Ancora qualche parola sulle ultime maschere: il millantatore indossa la maschera del confidente vestendo i panni di un consigliere oggettivo e disinteressato (per la verità adulatore). Anche in questo caso la parola di Dio è profeticamente tagliente: «Faccia tacere il Signore le labbra adulatrici, la lingua che vanta imprese grandiose, quanti affermano “con la nostra lingua prevaliamo, con le labbra che abbiamo chi sarà nostro signore?”» (Salmi, 12, 4-5). Chi ha sicumera assume l’arrogante maschera di chi è certo che pochi indizi siano sufficienti per elaborare una teoria. E muove la propria esistenza nella logica dell’impaziente che vuole gestire e controllare un discorso per proiettare un effetto di realtà.
Non proprio discendente dalla menzogna ma suo parente stretto è il moralismo. Il moralista è il sanzionatore del comportamento altrui, qualcuno cioè che ritaglia per sé il ruolo vantaggioso di un destinante che non risponde ad altri se non a se stesso. Benedetto XVI, il 13 febbraio 2013, mercoledì delle Ceneri, ha ricordato: «Ai giorni nostri molti sono pronti a stracciarsi le vesti di fronte a scandali e ingiustizie — naturalmente commessi da altri — ma pochi sembrano disponibili ad agire sul proprio cuore, sulla propria coscienza e sulle proprie intenzioni, lasciando che il Signore trasformi, rinnova e converta».
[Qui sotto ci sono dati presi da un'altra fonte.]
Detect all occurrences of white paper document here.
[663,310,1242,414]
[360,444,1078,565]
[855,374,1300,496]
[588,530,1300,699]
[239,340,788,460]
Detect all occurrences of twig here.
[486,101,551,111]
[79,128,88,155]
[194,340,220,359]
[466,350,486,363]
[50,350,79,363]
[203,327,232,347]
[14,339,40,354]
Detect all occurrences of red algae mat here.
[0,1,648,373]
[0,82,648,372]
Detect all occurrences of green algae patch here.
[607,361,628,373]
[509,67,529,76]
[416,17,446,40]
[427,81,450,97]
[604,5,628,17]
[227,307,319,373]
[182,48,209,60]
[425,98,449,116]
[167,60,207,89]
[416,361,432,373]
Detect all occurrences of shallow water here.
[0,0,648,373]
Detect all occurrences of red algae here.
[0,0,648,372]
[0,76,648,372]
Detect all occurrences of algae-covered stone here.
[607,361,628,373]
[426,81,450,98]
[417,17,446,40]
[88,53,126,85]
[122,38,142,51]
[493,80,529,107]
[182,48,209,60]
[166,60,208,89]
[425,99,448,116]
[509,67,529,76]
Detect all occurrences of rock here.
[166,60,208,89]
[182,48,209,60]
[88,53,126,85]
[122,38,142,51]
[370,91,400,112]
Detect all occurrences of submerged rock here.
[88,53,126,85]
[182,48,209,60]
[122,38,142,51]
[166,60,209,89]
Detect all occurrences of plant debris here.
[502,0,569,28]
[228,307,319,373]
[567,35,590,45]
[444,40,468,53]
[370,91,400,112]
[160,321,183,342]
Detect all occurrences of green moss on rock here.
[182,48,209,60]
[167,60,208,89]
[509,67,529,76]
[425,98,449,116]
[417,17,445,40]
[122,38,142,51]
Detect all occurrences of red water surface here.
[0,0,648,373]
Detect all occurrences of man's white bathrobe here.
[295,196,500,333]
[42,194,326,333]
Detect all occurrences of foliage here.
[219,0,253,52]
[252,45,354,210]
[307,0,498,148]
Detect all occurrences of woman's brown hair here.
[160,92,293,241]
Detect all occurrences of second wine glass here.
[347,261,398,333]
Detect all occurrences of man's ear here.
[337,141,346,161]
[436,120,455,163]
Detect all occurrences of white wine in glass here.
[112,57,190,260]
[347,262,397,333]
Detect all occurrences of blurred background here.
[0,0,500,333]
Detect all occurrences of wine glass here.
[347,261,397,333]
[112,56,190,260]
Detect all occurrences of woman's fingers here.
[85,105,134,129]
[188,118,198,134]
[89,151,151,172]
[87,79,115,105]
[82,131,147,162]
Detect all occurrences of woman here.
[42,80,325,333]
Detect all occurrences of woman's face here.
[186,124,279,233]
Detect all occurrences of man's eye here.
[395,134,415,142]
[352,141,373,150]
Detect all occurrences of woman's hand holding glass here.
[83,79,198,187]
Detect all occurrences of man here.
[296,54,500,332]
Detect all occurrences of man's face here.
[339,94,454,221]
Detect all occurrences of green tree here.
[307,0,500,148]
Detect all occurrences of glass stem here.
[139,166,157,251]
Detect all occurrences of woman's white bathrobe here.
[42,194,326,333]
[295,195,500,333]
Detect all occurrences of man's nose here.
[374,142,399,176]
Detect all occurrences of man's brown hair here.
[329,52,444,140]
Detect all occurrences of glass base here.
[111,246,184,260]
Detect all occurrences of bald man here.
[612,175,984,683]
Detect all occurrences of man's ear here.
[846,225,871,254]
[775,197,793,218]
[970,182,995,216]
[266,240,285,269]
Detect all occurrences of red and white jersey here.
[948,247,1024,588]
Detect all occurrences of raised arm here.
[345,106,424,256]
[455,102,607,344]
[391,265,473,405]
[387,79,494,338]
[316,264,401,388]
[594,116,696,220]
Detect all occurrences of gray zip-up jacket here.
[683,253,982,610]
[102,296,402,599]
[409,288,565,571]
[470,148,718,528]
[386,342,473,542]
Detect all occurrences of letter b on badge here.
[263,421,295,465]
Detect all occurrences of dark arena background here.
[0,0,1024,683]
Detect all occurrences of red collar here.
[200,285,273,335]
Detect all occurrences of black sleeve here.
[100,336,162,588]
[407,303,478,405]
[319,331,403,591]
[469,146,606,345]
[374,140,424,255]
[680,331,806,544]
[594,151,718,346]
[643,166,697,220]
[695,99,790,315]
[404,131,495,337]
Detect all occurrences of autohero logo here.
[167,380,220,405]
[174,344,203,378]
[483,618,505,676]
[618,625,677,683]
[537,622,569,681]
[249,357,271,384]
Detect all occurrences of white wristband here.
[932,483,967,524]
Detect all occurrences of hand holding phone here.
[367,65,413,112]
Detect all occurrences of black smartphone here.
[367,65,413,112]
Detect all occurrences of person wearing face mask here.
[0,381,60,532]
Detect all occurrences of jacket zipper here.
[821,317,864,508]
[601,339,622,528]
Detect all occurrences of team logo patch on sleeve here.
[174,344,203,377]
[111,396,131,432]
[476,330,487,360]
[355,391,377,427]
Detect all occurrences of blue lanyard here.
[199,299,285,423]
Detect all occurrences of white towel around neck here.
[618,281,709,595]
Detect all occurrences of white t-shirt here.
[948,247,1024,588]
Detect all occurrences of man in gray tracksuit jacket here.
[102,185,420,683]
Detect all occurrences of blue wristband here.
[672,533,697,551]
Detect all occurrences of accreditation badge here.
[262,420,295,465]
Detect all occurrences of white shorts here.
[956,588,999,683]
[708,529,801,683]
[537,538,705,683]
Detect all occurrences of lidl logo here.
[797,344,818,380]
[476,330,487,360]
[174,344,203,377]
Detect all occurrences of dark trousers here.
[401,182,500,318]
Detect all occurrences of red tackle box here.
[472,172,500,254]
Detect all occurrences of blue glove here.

Sarà possibile una conversione? La suggerisce san Paolo scrivendo alla comunità cristiana di Corinto: «Non sapete che i vostri corpi sono membra di Cristo» (1 Corinzi, 6, 15). Una parola che ricorda come sia necessario un atteggiamento di custodia del nostro cuore, del nostro sguardo, della nostra parola e dei nostri sensi.